When you spend any extended time living in Israel, one of the first Hebrew phrases you pick up is the oft-used and little-understood, Selichah! Usually used in a series of staccato repetitions (“Selichah, selichah, selichah!”), this word is ubiquitous on the streets of Jerusalem and Tel Aviv alike.
The word (סליחה) literally means forgiveness, and of course, it’s the Hebrew equivalent to ‘Pardon me?’ (UK) or ‘Get outta my way!’ (US), and to be honest: it’s a little bit of both. Sometimes it’s an aggressive-sounding ‘Move!’ and others a more passive, ‘Please, if you wouldn’t mind, if it isn’t a bother, sorry…’

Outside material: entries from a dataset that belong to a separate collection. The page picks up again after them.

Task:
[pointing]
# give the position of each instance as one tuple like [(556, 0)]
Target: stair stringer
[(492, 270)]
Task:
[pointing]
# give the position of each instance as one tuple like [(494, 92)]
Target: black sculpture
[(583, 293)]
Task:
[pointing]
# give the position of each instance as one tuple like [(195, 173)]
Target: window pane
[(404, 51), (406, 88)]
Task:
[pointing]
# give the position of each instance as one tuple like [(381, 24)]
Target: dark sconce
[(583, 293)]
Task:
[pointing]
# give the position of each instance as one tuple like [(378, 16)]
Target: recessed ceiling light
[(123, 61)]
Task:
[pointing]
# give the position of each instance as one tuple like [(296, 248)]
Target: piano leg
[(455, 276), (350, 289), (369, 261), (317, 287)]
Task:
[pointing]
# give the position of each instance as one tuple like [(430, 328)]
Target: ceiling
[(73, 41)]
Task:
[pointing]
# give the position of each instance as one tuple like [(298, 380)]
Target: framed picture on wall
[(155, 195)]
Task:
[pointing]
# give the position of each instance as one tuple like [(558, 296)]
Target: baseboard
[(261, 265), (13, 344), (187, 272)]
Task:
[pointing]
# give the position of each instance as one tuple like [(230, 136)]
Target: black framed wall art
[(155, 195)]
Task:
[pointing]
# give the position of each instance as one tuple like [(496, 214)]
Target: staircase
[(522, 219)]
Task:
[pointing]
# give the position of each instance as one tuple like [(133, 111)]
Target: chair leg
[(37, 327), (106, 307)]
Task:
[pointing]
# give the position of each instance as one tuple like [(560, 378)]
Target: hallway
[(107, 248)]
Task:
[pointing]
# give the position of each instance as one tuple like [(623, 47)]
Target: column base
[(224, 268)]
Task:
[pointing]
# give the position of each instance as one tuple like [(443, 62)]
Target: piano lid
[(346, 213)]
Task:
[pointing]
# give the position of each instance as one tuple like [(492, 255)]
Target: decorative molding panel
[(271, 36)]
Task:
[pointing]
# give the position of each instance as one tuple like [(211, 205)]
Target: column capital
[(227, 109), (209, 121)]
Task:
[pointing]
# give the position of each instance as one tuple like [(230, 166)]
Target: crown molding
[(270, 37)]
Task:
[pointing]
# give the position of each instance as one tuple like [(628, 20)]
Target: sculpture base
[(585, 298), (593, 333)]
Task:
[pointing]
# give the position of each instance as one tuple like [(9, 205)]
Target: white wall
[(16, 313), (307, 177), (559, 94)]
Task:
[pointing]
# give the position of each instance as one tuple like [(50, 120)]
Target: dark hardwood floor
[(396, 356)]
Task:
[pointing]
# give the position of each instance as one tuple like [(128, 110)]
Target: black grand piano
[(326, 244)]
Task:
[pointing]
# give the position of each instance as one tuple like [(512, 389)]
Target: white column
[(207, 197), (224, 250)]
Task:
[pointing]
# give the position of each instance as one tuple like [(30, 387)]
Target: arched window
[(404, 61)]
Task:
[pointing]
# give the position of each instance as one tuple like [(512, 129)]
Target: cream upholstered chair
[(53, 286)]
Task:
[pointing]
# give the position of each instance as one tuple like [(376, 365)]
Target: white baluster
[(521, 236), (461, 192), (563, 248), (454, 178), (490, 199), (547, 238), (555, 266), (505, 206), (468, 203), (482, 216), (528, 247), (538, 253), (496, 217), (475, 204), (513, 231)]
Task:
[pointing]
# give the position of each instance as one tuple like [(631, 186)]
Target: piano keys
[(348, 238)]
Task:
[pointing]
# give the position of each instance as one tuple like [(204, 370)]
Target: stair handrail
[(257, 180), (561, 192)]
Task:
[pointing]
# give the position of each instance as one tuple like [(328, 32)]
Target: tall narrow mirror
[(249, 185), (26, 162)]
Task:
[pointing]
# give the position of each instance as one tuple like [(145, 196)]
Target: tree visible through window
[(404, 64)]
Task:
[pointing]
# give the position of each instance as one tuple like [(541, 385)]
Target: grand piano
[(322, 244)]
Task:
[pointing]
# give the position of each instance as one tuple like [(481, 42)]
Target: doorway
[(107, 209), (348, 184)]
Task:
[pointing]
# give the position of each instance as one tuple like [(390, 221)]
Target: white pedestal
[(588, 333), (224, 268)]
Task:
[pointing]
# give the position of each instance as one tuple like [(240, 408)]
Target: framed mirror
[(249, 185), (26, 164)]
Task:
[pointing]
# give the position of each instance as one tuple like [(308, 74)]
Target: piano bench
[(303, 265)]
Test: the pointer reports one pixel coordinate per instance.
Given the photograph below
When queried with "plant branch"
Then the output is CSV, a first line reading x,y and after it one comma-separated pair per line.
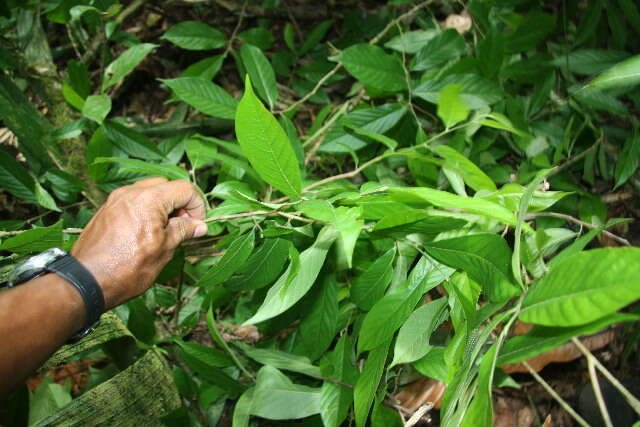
x,y
598,393
579,222
633,401
118,20
556,396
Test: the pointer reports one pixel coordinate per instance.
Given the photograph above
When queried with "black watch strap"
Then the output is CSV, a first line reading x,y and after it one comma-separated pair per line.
x,y
75,273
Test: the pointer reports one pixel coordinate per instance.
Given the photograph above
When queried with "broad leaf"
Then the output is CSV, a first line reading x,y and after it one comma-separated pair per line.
x,y
195,35
266,145
282,360
35,240
388,314
423,196
205,96
260,72
372,284
413,339
484,257
447,46
335,399
584,287
97,107
623,74
152,169
373,67
262,268
131,142
451,108
473,176
125,63
276,397
365,389
233,258
311,261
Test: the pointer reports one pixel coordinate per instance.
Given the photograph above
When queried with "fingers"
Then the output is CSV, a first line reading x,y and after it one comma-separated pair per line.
x,y
182,228
180,195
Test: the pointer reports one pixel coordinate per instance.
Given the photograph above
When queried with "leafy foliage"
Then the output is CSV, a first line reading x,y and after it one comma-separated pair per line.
x,y
386,194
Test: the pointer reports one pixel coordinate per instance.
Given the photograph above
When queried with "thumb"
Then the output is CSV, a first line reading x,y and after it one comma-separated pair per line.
x,y
181,228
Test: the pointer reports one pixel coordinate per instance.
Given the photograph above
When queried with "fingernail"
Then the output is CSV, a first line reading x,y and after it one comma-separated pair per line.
x,y
200,230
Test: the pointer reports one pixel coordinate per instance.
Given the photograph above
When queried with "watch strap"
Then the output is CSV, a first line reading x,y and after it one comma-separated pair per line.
x,y
75,273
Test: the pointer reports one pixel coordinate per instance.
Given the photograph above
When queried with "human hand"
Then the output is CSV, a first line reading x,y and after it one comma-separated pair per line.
x,y
133,235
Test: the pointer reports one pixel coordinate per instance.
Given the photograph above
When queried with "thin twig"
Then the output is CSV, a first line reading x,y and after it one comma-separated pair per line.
x,y
573,160
633,401
556,396
595,384
579,222
258,213
118,20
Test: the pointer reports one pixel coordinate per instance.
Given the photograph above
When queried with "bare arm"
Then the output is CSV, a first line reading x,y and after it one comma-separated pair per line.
x,y
125,245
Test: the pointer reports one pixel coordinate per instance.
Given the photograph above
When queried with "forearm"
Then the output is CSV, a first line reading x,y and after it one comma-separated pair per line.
x,y
36,318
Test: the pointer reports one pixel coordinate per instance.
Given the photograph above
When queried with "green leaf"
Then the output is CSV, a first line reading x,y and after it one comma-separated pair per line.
x,y
152,169
365,389
476,92
141,321
584,287
131,142
125,63
533,29
97,107
451,107
480,411
282,360
15,179
195,35
589,61
484,257
206,68
388,314
242,409
371,285
261,73
373,67
314,37
411,41
205,96
318,328
335,399
377,120
432,365
262,268
275,397
233,258
541,339
311,261
472,174
447,46
47,399
413,339
628,160
623,74
422,196
35,240
266,145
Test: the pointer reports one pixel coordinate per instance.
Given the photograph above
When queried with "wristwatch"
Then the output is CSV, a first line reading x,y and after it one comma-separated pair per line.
x,y
59,262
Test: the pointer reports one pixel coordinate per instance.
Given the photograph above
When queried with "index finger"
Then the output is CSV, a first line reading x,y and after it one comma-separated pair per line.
x,y
180,194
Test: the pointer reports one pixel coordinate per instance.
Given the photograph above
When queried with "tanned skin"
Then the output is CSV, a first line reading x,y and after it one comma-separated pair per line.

If you’re a Hebrew-speaker it is a more than regular part of the vocabulary, but at this time of year, it takes on a special meaning separate from its day to day usage. Traditionally, every day during this month of Elul we recite Selichot before morning prayers– this Selichot being a collection of prayers which sometimes ask for forgiveness and sometimes shout it.
Just like in its more mundane usage, the Selichot we recite during this month prior to Rosh haShanah are sometimes aggressive petitions and sometimes passive pleas. Our tone can be both mournful and joyful; for, there is more than one way to ask forgiveness.
Often, these particular prayers and piyyutim (liturgical poems) are put to music in a type of ‘concert’ the week before Rosh haShanah. I’m happy to say that SAMS has helped make that a reality this year, with a choir composed of members from Hatch End Masorti, Elstree and Borehamwood Masorti, Edgware Masorti, Kol Nefesh and SAMS. They will join together to sing these prayers of Selichot to beautiful melodies. If you would like more information about the Selichot service, please email us at email@example.com.
Some of them will be yelling ‘Excuse me!’ and others whispering ‘Pardon me,’ but all of them should make for a moving introduction to the High Holy Days. Please join us, to support our SAMS choir members, and to come together to say ‘Selichah!’, in whatever way suits you.